A book review by Sadaf Halai.
Indian authors writing in English were the rising stars of the anglophone literary world in the 1990s, notes Muneeza Shamsie in the preface to her groundbreaking and exhaustive book, Hybrid Tapestries: The Development of Pakistani Literature in English.
At the time, she writes, many in Pakistan would ask her why there weren’t any English language writers in Pakistan. But, contrary to general perception, Muneeza recalls, she was “meeting and writing about Pakistani-English authors all the time”.
This disconnect between perception and reality served as a catalyst of sorts for A Dragonfly in the Sun, the 1997 anthology she went on to compile.
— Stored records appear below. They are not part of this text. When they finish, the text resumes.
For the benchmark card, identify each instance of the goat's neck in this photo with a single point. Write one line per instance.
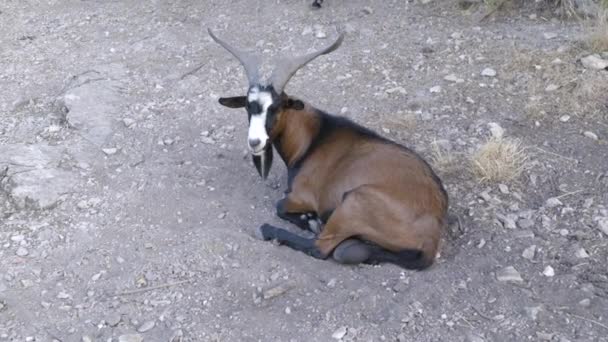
(297, 131)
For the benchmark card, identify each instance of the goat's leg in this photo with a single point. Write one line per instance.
(291, 240)
(291, 211)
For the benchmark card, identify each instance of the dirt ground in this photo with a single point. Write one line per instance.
(128, 202)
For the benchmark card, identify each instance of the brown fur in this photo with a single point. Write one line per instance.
(377, 191)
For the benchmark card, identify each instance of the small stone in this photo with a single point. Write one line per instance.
(509, 274)
(453, 78)
(525, 223)
(128, 122)
(488, 72)
(549, 271)
(529, 252)
(275, 291)
(130, 338)
(496, 130)
(590, 135)
(602, 224)
(533, 311)
(339, 333)
(109, 151)
(503, 188)
(550, 35)
(22, 251)
(113, 319)
(553, 202)
(146, 326)
(594, 62)
(581, 253)
(551, 87)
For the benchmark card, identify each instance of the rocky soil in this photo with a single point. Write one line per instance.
(128, 201)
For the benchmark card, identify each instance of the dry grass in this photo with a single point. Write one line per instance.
(499, 160)
(598, 38)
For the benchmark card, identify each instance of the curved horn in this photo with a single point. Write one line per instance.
(250, 62)
(287, 67)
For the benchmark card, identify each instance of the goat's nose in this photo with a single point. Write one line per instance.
(254, 142)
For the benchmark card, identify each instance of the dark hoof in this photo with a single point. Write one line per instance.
(266, 232)
(352, 251)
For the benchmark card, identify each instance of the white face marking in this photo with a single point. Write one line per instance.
(257, 124)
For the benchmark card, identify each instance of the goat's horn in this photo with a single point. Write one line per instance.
(287, 67)
(250, 62)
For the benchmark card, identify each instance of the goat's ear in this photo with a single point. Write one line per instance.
(294, 104)
(233, 102)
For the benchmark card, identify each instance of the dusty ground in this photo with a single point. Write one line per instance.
(128, 203)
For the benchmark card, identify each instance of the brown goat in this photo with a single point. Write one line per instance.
(377, 200)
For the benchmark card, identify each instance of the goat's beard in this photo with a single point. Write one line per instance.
(263, 162)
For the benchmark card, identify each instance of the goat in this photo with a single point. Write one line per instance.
(378, 201)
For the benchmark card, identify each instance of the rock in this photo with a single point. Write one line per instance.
(339, 333)
(93, 103)
(113, 319)
(525, 223)
(590, 135)
(529, 252)
(551, 87)
(581, 253)
(22, 251)
(594, 62)
(496, 130)
(130, 338)
(276, 291)
(146, 326)
(533, 311)
(109, 151)
(602, 224)
(553, 202)
(453, 78)
(509, 274)
(488, 72)
(549, 35)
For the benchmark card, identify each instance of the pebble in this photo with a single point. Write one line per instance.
(529, 252)
(550, 35)
(581, 253)
(488, 72)
(453, 78)
(22, 251)
(496, 130)
(109, 151)
(146, 326)
(553, 202)
(509, 274)
(435, 89)
(339, 333)
(590, 135)
(549, 271)
(594, 62)
(130, 338)
(551, 87)
(602, 224)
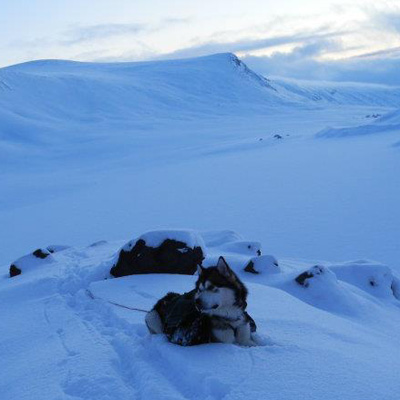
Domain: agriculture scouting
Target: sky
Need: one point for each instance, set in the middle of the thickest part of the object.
(307, 39)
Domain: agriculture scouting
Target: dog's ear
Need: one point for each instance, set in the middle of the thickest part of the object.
(223, 268)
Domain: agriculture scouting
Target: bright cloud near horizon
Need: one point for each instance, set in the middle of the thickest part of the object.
(306, 39)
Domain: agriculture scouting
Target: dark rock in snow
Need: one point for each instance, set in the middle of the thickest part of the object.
(14, 271)
(165, 256)
(303, 278)
(41, 253)
(263, 264)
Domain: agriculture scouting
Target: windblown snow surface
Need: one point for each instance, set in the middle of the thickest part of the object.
(109, 151)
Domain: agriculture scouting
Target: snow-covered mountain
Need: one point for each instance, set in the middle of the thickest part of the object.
(339, 93)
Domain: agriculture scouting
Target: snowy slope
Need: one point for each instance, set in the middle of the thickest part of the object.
(91, 151)
(388, 123)
(339, 93)
(337, 338)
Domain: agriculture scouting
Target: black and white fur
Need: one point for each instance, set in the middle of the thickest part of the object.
(220, 298)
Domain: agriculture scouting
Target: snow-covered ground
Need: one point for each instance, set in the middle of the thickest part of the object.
(108, 151)
(65, 337)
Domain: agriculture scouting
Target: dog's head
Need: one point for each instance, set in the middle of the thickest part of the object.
(218, 287)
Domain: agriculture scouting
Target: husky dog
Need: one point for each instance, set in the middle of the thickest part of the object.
(215, 311)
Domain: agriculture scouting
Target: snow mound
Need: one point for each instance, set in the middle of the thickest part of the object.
(375, 279)
(265, 264)
(155, 238)
(31, 262)
(87, 339)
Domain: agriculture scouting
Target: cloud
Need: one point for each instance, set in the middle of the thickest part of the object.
(105, 31)
(101, 31)
(388, 20)
(249, 44)
(380, 70)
The anthology included the works of several writers of Pakistani origin living abroad, raising important questions of “identity and belonging”. In Hybrid Tapestries, Muneeza addresses those questions and defines what it means to be a “Pakistani” writer: “anyone who claims that identity,” she argues.
She asserts early on in her remarkably well-organised, thoughtful and extremely readable book that Pakistani English literature is unlike other Pakistani literatures in that it is a “direct result of the colonial encounter”.
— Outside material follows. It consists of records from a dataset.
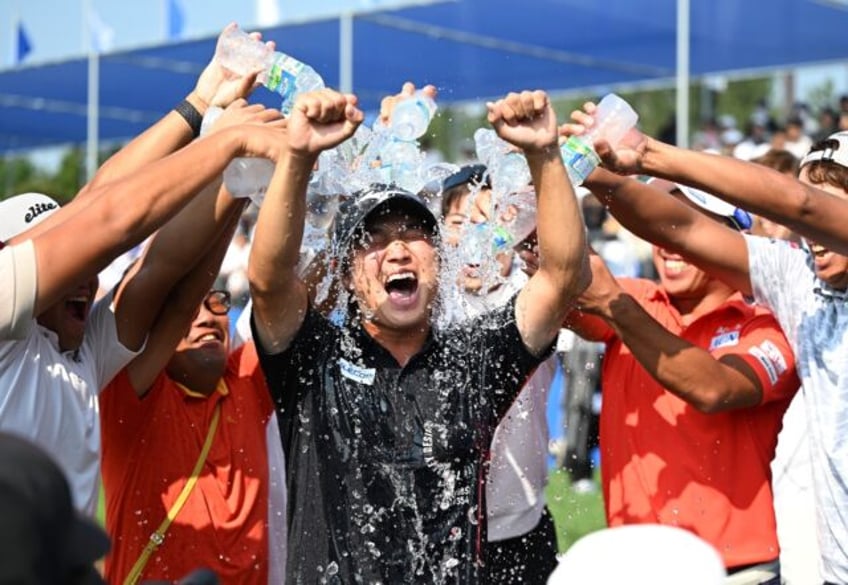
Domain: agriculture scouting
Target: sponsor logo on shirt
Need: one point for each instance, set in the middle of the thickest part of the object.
(356, 373)
(770, 357)
(724, 339)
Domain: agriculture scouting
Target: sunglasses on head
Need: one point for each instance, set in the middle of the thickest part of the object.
(467, 174)
(217, 302)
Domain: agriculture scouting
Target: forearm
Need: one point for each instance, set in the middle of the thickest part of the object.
(809, 211)
(682, 368)
(642, 209)
(279, 229)
(167, 135)
(562, 258)
(177, 313)
(121, 214)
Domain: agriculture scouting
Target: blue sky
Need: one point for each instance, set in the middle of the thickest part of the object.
(54, 27)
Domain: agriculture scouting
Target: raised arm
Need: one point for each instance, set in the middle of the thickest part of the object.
(661, 219)
(527, 120)
(809, 211)
(123, 213)
(178, 246)
(319, 120)
(215, 87)
(689, 372)
(177, 312)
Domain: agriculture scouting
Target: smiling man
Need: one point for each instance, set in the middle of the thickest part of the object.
(386, 422)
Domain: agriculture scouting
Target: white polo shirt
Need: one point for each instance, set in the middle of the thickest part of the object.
(814, 318)
(50, 397)
(518, 469)
(17, 293)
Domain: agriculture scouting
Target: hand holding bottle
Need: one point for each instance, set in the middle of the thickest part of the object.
(594, 135)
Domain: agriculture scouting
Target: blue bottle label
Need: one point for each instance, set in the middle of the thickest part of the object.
(282, 76)
(579, 159)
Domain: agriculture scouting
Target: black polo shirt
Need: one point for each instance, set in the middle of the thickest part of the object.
(385, 465)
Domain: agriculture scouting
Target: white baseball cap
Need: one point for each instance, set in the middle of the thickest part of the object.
(640, 553)
(21, 212)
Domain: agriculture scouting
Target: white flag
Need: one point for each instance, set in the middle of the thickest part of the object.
(102, 35)
(267, 12)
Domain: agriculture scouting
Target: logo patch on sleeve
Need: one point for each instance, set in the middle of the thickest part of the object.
(356, 373)
(725, 339)
(770, 357)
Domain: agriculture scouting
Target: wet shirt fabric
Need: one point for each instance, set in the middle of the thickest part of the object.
(150, 446)
(385, 463)
(815, 319)
(665, 462)
(49, 396)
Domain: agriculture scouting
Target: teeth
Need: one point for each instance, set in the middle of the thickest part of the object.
(400, 276)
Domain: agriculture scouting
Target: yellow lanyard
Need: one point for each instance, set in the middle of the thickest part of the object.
(158, 537)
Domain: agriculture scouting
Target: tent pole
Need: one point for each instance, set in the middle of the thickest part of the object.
(346, 52)
(91, 143)
(683, 42)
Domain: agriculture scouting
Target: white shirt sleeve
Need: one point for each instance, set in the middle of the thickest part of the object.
(18, 275)
(781, 279)
(101, 336)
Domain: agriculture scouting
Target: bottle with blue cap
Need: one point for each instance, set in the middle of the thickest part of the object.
(613, 119)
(281, 73)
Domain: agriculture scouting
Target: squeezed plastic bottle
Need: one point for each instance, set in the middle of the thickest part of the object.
(412, 116)
(281, 73)
(244, 177)
(507, 166)
(613, 119)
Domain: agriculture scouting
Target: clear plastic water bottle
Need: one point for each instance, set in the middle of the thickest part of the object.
(508, 167)
(281, 73)
(613, 119)
(244, 177)
(411, 116)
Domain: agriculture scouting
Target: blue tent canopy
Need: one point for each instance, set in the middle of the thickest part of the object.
(470, 49)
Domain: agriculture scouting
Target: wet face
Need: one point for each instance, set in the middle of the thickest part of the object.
(831, 267)
(679, 278)
(393, 272)
(68, 316)
(205, 346)
(474, 209)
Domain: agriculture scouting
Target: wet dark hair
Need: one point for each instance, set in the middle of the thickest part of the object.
(827, 172)
(782, 161)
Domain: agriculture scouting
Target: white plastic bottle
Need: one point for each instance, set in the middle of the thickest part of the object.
(412, 116)
(613, 119)
(281, 73)
(244, 177)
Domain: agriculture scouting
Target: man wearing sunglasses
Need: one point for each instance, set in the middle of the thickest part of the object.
(157, 416)
(695, 384)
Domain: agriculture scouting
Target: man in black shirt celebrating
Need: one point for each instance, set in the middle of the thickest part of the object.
(385, 421)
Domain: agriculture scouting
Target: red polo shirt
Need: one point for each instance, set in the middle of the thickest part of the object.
(150, 446)
(665, 462)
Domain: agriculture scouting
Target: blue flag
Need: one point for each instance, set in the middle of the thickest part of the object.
(176, 19)
(22, 47)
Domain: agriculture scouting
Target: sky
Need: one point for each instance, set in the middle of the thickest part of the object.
(55, 27)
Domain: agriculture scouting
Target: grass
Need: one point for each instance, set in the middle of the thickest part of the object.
(575, 514)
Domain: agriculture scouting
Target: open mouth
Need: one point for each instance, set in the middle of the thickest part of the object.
(211, 338)
(402, 286)
(818, 250)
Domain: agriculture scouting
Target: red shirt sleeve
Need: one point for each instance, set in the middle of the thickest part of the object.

She uses a “historical trajectory” to trace the development of Pakistani English literature: the starting point of the trajectory are the “founders” of Pakistani English writing — writers who became Pakistani at the time of the Partition, whose writing cannot be separated from the “colonial encounter”. She, however, avoids using what she refers to as the “academic labels” of postmodern and postcolonial.
Muneeza is also ever mindful of the “cultural intermingling” and the “hybrid influences” that have resulted in the “tapestry” of a complex, if not complicated, history of English literature in Pakistan.
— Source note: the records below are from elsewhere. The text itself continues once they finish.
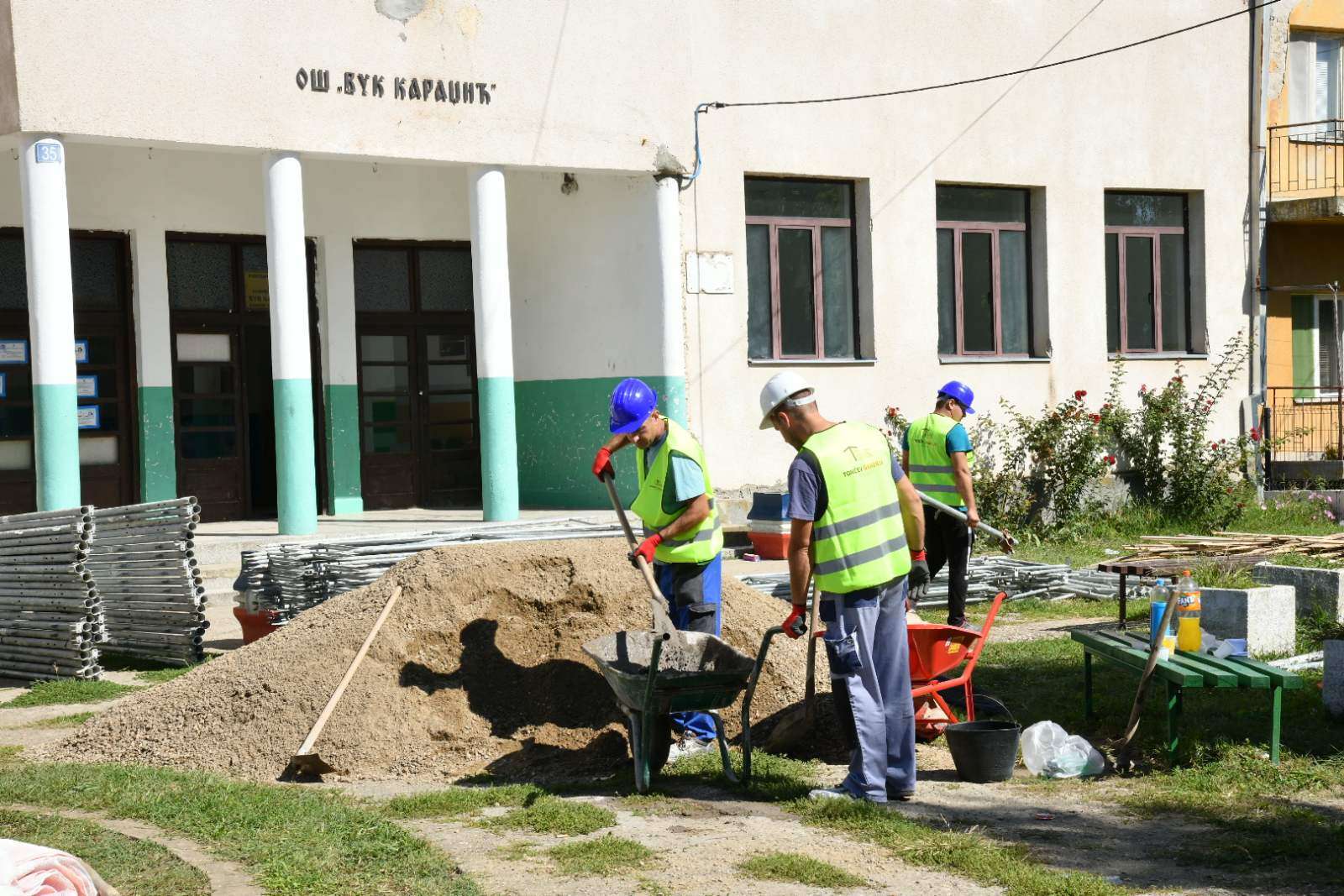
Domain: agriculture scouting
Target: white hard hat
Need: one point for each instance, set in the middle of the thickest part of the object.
(777, 392)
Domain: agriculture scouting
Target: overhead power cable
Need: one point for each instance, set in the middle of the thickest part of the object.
(706, 107)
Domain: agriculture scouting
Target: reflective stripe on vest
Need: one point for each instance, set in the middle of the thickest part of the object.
(706, 540)
(931, 465)
(860, 539)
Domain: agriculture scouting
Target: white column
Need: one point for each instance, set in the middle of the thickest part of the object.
(51, 322)
(154, 364)
(286, 261)
(494, 343)
(672, 320)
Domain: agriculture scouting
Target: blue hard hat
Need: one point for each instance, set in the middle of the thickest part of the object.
(960, 391)
(632, 402)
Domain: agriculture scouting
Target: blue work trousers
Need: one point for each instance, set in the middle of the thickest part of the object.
(870, 680)
(694, 594)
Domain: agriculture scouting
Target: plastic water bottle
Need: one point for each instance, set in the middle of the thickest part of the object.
(1164, 641)
(1187, 609)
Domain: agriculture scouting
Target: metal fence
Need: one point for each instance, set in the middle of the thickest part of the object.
(1303, 423)
(1307, 160)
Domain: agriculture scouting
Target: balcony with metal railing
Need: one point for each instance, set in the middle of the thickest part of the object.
(1305, 170)
(1304, 429)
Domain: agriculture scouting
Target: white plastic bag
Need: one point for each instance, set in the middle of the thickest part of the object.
(1052, 752)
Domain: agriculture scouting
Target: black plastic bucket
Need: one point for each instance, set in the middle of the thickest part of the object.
(984, 752)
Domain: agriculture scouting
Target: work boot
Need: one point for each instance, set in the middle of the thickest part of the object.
(689, 746)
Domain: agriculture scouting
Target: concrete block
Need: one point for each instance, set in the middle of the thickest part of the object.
(1332, 691)
(1316, 589)
(1267, 617)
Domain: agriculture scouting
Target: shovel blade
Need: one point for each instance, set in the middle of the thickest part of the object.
(307, 766)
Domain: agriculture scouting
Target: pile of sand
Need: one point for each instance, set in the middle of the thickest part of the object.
(479, 668)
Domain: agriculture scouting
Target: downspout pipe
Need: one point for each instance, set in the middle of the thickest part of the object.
(1257, 322)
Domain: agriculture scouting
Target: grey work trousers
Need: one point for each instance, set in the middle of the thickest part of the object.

English may have been introduced to South Asia by British imperialism but those writing in it wanted to challenge the narratives of the Empire. Pre-Partition writers of fiction and poetry in English were, thus, faced with the formidable task of “finding the true expression of the subcontinent in the English language, which did not, or seemingly could not, accommodate the nuances of South Asia and its many cultures”.
Hybrid Tapestries is divided into two sections: Pioneering Writers and Developing Genres. The former includes Atiya Fyzee-Rahamin (1877-1967), Shahid Suhrawardy (1890-1965) and Ahmed Ali (1910-1994) – who all started writing much before 1947 – and Zulfikar Ghose, Taufiq Rafat and Sara Suleri — who embarked on their literary careers immediately after Independence.